MapR Reports Accelerated OpenTSDB Performance
Eyeing new Internet of Things (IoT) applications, MapR Technologies said its open-source distribution of Apache Hadoop “ingested” more than 100 million data points per second.
The performance benchmark for the MapR distribution with its in-Hadoop NoSQL database, MapR-DB, was achieved using only four nodes of a ten-node cluster. By accelerating its OpenTSDB software by a factor of 1,000 on a small cluster, MapR claimed the performance clears the way for managing huge amounts of data along with IoT and other real-time data analysis applications.
Such advances will be needed soon amid soaring data projections over the next decade as IoT sensors begin sweeping up more unstructured data. For example, one recent forecast predicted a ten-fold increase in data volumes by 2020. Moreover, networking specialist Cisco System estimates there will be 50 billion connected devices in the same timeframe.

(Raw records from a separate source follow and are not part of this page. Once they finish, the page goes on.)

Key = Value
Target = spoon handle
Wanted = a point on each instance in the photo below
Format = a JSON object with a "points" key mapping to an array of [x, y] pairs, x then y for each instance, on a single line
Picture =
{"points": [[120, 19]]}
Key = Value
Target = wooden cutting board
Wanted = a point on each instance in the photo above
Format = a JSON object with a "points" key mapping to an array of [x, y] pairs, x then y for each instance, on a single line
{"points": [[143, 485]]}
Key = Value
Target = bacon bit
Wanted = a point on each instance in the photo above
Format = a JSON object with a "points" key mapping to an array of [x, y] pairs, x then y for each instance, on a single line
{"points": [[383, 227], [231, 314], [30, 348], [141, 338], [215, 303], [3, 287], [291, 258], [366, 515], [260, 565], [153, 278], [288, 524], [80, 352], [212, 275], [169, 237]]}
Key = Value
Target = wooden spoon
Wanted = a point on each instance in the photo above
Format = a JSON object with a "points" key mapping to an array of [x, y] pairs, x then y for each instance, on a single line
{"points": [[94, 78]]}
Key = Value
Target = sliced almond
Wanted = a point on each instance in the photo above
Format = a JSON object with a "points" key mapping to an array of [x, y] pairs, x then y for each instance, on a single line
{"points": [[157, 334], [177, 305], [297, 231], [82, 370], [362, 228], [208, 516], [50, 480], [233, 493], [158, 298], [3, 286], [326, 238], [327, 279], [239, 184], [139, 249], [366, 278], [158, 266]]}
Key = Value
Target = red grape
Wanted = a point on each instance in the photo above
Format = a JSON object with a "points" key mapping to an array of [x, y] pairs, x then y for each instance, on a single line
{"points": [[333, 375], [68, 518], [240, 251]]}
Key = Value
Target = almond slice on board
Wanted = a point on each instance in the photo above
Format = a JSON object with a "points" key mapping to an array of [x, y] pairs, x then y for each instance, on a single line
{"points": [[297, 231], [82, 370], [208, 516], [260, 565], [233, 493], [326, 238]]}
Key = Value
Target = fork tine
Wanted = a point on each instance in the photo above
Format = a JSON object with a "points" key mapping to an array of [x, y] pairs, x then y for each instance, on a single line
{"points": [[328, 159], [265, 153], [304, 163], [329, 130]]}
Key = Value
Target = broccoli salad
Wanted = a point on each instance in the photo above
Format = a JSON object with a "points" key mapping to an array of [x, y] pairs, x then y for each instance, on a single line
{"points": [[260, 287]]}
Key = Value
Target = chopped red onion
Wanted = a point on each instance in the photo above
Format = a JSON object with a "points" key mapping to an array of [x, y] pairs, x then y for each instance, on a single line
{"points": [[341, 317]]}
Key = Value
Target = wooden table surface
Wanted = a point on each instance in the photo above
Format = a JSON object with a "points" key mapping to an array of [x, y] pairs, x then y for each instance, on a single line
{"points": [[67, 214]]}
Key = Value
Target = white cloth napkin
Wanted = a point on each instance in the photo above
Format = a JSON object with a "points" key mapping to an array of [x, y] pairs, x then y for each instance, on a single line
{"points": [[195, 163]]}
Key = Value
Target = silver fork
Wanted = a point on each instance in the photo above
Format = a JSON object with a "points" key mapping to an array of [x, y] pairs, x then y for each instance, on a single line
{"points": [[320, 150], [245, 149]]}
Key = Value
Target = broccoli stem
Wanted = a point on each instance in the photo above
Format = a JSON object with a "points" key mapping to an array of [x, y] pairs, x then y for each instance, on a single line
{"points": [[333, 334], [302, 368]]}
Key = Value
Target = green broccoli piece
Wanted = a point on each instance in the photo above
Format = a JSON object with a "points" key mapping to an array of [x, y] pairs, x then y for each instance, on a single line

MapR also projects that the accelerated performance of OpenTSDB also could enable specific data analysis applications like datacenter and industrial monitoring as well as predictive maintenance of distributed hardware systems.
The company said OpenTSDB is primarily used to store and analyze time-series data, that is, a sequence of successive data points. “Originally designed for only datacenter monitoring, poor ingest performance had limited the expansion of its use,” Ted Dunning, MapR’s chief application architect, explained in a statement announcing the accelerated performance. “This benchmark demonstrates a viable option for new applications.”
MapR asserts that time series databases that can take advantage of accelerated performance from tools like OpenTSDB will be needed to store and analyze huge new datasets in real time.
MapR announced the acceleration of OpenTSDB performance by 1,000 times on a four-node cluster during this week’s Tableau Conference in Seattle.
MapR describes OpenTSDB as a scalable time series database built on top of Hadoop and the column-oriented database management system Apache HBase. It is touted as simplifying the process of storing and analyzing large amounts of time-series data from sources like server operations and load metrics as well as sensors measuring, for example, environmental data.
According to MapR, OpenTSDB works by exposing two programming interfaces: Write API, in which servers or sensors send data to the API and OpenTSDB formats the data and stores it in HBase; and Read API, in which users or software access the interface to retrieve time-series data that is aggregated, registered, grouped and graphed as it is retrieved.
Open TSDB is designed to work natively with MapR-DB that in turn implements the HBase API. The company said it has recently enhanced OpenTSDB to improve performance and scalability “by several orders of magnitude.” The enhancements are intended to make it a preferred solution for very large-scale time-series analysis applications.
MapR said an advanced copy of OpenTSDB with enhancements is available at the mapr-demos Github page.